Much like a sort of Midwest Waiting for Godot, David Gordon Green’s eighties-set comedy Prince Avalanche sees two men seemingly stuck doing an endless job in the middle of nowhere, waiting for introspection and discovery.
In the summer of 1988, highway workers Alvin (Paul Rudd) and his girlfriend’s brother Lance (Emile Hirsch) spend their days painting lines on the road after savage wild fires scorched the ground the year before. Along the way, their relationship (and claustrophobic close living quarters) threaten to disrupt the routine.
With barely any other cast, except for a lonely trucker or so, Green’s sparse but enjoyable comedy is essentially a simple two-header.
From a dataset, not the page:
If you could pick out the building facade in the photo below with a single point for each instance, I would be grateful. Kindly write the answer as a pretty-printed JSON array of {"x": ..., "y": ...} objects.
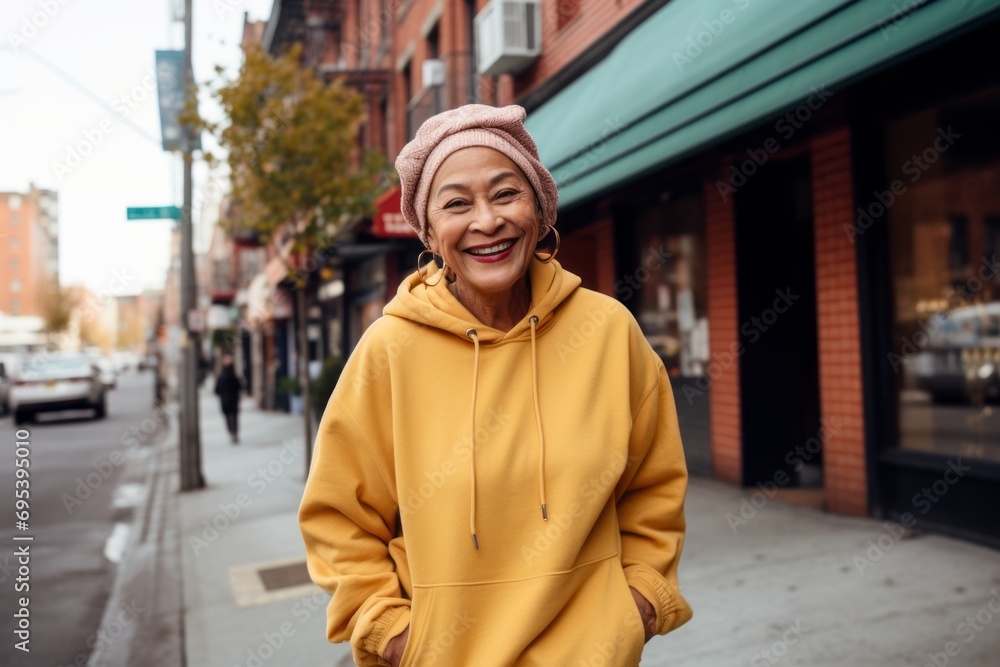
[
  {"x": 798, "y": 204},
  {"x": 29, "y": 250}
]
While Alvin’s the more experienced and pragmatic of the pair, his horny, less mature co-worker Lance brings the fun (and the mix tape) to the relationship; something that soon causes problems thanks to some mid act revelations which bring the pair close together.
Interspersed with a suitably melancholy (and at times euphoric) soundtrack, this remake of little-seen 2011 film Either Way is perfectly cast with both Rudd and Hirsch giving their best performances in years. Throw in a rambling but endearing plot, some obviously semi-improvised dialogue and almost post-apocalyptic landscape (cleverly utilizing a real post wildfire setting) and you’ve got a sort of less boozy Sideways.
However, whereas that film managed to combine comedy and drama with aplomb, here things feel a touch more slight with little really at stake and a plot that some might find rather pointless. However, if you like an enjoyably meandering road trip, this really is a line worth following.